Commercialisation pathways are often unclear.
Researchers receive limited exposure to entrepreneurship, venture creation, or equity structures.
Academic incentives continue to prioritise publications, patents, and citations far more than adoption, deployment, or enterprise creation.
As a result, many promising innovations follow a familiar trajectory. They become papers. Occasionally they become patents. Much more rarely do they become businesses capable of delivering impact at scale.
This feels particularly important in fields such as climate and sustainability, where the gap between invention and adoption carries real societal consequences. Technologies capable of generating livelihoods, improving resilience, reducing environmental harm, or addressing systemic challenges cannot create meaningful impact if they remain confined to journals and conference proceedings.
When I look at India’s innovation ecosystem, I do not see a shortage of talent.
I do not see a shortage of ideas.
I do not see a shortage of ambition.
What I see is a translation problem.
A gap between research and markets.
A gap between innovation and adoption.
A gap between knowledge creation and value creation.
The Common Thread
Although these observations emerge from different environments, they all point toward the same underlying challenge.
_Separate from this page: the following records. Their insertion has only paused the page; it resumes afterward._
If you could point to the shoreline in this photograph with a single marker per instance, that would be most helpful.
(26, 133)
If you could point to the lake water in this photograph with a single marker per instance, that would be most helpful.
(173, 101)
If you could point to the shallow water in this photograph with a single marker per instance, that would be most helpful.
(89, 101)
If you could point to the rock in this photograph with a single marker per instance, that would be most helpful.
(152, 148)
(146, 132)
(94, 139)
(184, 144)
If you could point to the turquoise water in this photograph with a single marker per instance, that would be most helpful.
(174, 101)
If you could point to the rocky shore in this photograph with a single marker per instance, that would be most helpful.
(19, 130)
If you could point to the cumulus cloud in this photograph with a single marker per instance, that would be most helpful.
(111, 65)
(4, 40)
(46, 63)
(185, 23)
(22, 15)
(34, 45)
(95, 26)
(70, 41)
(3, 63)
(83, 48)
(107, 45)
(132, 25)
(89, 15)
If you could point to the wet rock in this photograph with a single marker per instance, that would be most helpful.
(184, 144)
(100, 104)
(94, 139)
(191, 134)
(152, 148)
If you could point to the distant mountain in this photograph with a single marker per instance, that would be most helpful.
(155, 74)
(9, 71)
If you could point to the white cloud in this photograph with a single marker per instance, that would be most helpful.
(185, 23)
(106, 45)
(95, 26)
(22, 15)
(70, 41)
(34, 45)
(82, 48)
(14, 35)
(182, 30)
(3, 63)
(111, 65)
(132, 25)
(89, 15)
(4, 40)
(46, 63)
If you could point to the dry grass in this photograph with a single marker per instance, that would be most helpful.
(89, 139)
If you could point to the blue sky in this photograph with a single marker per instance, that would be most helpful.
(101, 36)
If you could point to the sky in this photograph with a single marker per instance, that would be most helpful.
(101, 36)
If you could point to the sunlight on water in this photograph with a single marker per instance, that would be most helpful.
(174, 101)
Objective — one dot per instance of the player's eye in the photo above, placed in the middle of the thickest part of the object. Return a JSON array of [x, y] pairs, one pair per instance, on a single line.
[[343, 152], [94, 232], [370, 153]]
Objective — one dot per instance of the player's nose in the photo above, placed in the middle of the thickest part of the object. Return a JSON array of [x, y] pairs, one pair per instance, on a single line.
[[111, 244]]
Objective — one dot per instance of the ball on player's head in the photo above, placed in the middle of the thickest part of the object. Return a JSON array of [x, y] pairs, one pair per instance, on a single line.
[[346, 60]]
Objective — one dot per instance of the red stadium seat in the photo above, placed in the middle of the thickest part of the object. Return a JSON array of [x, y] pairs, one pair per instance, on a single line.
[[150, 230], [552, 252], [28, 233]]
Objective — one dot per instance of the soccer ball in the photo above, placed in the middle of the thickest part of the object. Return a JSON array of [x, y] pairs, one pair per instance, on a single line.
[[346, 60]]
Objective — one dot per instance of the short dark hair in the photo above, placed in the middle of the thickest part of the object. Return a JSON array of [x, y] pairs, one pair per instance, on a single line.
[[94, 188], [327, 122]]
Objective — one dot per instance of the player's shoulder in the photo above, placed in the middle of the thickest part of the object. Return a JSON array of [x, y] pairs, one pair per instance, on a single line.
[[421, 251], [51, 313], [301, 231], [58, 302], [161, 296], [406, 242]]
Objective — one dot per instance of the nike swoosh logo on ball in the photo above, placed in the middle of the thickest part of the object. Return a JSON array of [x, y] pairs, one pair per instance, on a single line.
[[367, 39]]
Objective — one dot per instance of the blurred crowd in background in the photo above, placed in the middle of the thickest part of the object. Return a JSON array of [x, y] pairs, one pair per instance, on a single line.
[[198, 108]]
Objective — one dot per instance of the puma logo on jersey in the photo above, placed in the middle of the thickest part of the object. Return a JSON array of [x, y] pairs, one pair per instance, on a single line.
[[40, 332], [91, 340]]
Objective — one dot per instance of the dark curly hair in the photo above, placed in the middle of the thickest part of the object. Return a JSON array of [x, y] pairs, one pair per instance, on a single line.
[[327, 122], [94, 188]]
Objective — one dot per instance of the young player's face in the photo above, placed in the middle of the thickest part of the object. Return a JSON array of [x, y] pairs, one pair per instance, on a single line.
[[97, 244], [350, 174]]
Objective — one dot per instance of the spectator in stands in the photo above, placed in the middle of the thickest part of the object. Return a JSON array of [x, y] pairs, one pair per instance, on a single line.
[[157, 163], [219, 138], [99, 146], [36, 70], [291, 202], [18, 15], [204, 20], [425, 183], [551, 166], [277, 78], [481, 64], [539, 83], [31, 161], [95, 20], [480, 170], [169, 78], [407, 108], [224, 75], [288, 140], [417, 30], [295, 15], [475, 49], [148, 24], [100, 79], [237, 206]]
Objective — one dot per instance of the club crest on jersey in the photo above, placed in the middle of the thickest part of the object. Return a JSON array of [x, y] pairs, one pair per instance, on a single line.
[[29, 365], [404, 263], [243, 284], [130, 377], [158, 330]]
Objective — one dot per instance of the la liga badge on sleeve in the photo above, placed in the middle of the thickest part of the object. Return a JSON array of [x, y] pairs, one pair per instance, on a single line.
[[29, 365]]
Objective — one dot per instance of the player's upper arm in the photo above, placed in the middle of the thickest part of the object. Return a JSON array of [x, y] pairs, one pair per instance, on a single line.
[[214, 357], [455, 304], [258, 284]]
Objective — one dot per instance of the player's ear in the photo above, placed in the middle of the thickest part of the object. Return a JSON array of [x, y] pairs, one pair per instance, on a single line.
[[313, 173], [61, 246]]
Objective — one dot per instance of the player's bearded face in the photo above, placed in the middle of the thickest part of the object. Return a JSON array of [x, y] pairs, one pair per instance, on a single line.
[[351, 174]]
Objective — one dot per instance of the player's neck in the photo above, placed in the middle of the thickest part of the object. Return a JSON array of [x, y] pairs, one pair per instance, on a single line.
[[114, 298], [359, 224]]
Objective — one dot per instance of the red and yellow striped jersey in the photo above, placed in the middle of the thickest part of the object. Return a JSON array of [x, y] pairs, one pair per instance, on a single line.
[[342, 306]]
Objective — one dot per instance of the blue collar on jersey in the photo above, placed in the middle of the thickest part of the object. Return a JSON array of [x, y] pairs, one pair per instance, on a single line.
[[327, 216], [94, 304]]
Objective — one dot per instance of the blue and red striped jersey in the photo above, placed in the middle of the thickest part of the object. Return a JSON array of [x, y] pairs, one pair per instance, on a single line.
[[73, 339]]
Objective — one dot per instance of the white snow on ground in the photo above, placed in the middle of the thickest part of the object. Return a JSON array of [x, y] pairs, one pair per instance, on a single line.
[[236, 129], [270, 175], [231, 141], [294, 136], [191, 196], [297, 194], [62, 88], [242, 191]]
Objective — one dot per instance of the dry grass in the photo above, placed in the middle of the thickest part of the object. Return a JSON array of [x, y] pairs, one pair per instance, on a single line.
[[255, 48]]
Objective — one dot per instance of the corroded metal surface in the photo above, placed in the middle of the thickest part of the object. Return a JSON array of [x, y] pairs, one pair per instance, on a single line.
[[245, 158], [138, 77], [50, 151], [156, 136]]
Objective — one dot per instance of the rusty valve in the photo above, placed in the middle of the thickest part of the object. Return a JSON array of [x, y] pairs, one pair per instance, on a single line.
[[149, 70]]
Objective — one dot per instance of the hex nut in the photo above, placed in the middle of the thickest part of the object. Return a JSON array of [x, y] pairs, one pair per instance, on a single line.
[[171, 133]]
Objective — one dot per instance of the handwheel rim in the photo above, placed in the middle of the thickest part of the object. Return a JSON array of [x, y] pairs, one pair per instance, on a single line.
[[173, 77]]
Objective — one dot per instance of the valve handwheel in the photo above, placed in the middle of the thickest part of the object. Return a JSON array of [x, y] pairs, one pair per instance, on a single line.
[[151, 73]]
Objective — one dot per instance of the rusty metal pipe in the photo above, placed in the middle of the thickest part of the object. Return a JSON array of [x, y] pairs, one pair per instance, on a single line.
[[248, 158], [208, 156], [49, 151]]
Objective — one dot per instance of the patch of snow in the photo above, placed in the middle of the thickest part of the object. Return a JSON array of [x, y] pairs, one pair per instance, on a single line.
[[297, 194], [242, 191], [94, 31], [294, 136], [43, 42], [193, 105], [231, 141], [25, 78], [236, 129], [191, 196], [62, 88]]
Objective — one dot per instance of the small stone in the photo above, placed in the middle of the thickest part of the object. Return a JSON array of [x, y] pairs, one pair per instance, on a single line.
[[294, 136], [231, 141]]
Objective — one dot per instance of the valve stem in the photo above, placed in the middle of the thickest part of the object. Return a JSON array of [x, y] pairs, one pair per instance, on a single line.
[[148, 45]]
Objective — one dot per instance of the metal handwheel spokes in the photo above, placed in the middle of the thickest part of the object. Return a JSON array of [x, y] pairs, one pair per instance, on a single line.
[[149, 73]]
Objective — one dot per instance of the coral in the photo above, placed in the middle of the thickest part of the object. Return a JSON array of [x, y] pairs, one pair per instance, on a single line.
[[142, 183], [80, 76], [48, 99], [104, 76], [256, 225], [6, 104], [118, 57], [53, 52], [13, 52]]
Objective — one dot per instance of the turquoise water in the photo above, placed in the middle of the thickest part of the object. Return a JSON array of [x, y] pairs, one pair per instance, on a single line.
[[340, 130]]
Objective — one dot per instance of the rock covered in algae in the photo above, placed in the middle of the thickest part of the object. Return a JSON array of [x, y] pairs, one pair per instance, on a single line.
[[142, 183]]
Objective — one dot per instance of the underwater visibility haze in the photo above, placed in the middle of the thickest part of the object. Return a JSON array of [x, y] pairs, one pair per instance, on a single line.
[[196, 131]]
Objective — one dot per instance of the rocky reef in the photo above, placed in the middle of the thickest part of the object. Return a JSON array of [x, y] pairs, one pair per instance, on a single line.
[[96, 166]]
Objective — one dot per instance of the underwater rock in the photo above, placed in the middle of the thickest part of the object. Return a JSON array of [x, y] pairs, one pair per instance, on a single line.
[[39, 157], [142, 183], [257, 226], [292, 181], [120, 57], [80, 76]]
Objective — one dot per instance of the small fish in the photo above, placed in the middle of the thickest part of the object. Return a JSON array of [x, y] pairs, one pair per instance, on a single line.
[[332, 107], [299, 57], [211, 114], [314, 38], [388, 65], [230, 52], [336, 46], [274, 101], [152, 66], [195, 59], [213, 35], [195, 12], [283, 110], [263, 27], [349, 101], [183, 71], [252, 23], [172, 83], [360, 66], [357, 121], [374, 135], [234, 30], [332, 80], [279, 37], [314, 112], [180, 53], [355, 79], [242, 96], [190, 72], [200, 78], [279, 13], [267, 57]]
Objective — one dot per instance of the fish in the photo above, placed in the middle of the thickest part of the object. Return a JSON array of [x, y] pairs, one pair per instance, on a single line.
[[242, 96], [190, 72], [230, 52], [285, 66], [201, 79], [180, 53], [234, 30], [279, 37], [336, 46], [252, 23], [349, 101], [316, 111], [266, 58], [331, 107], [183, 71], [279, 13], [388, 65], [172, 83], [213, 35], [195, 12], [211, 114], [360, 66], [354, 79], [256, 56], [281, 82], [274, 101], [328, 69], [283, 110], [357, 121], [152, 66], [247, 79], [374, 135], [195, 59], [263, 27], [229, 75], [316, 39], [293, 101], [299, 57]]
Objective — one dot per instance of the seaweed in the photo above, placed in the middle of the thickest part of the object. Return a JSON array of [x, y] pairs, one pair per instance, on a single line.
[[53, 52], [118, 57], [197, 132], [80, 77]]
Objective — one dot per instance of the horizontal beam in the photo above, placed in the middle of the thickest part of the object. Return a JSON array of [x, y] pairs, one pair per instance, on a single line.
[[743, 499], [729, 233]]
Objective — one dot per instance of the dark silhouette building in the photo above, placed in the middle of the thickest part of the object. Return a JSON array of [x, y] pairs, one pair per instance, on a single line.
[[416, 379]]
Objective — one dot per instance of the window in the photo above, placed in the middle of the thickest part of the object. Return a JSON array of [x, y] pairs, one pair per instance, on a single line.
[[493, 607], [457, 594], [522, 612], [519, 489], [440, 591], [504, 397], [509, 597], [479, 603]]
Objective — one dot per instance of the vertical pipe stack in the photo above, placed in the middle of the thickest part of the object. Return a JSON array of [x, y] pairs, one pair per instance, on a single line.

Founders struggle to translate capital into sustainable growth.
Experts often need to translate competence into credibility before they are taken seriously.
Researchers struggle to translate innovation into adoption and enterprise creation.
The technology is often not the bottleneck.
The ideas are often not the bottleneck.
The bottleneck is the system that connects one stage to the next.
And the more time I spend inside startup rooms, investor conversations, and research ecosystems, the more convinced I become that solving these translation gaps may be one of the most important opportunities in India’s innovation journey.